Disparu trop tôt, Jim Henson jouit toutefois d’un héritage tel que son nom ne saurait être oublié : créateur du fameux The Muppet Show, il fut l’un des plus grands promoteurs moderne de l’art des marionnettistes à la télévision. L’artiste ne se limita toutefois pas au petit écran ou à la troupe de Kermitt, celui-ci ayant marqué les années 80 avec deux films de fantasy considérés comme cultes dans leur registre : The Dark Crystal et Labyrinth.
Le premier, fruit d’une coréalisation avec Frank Oz, avait ce petit quelque chose d’intrigant, si ce n’est carrément prometteur pour le spectateur souhaitant échapper (même momentanément) au formatage avilissant du genre actuel. Comble du bonheur, The Dark Crystal n’est pas loin de dépasser nos attentes en faisant preuve d’une ambition n’ayant d’égale que sa justesse, marque d’une volonté de bien faire : capitalisant de surcroît (malgré lui) sur le charme de techniques aujourd’hui désuètes, le long-métrage n’en devient que plus enchanteur.

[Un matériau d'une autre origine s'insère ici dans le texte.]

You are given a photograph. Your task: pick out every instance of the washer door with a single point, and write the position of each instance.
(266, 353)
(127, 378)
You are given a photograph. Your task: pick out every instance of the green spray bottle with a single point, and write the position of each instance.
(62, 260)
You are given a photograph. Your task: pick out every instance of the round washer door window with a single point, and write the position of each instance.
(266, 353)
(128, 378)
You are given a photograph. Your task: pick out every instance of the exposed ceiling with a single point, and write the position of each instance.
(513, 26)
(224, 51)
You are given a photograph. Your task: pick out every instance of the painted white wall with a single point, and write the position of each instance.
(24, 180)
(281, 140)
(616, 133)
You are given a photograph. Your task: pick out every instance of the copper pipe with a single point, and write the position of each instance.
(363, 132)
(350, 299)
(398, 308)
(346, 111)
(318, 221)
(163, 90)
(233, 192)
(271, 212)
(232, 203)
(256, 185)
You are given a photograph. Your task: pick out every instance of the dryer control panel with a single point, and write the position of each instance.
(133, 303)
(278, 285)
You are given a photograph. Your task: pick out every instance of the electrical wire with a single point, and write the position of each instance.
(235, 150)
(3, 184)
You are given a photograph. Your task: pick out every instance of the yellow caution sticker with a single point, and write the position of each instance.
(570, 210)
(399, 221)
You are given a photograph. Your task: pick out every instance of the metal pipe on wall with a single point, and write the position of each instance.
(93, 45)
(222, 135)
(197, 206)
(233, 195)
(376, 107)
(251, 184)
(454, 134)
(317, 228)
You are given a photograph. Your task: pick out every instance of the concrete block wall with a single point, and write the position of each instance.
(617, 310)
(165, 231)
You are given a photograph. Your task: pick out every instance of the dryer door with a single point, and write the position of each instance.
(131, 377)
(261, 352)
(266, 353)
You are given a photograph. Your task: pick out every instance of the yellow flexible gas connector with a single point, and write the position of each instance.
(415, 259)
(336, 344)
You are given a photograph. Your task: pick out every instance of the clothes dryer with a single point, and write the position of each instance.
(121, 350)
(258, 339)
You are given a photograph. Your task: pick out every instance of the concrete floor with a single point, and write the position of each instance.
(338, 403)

L’univers de Thra est un savant mélange de mythologie grave, faune et flore foisonnante et imagerie savamment sombre, fondations liées d’un décorum rehaussant à n’en plus finir le classicisme d’une quête éculée. Car, ne nous leurrons pas, The Dark Crystal repose en grande partie sur les arcanes du monomythe : le voyage de Jen n’est donc en rien une révolution en termes de narration ou de grands jalons. Pourtant, fort de son alchimie délectable entre émerveillement et ténèbres, l’histoire concoctée par Henson et Odell va tirer le meilleur de pareils archétypes.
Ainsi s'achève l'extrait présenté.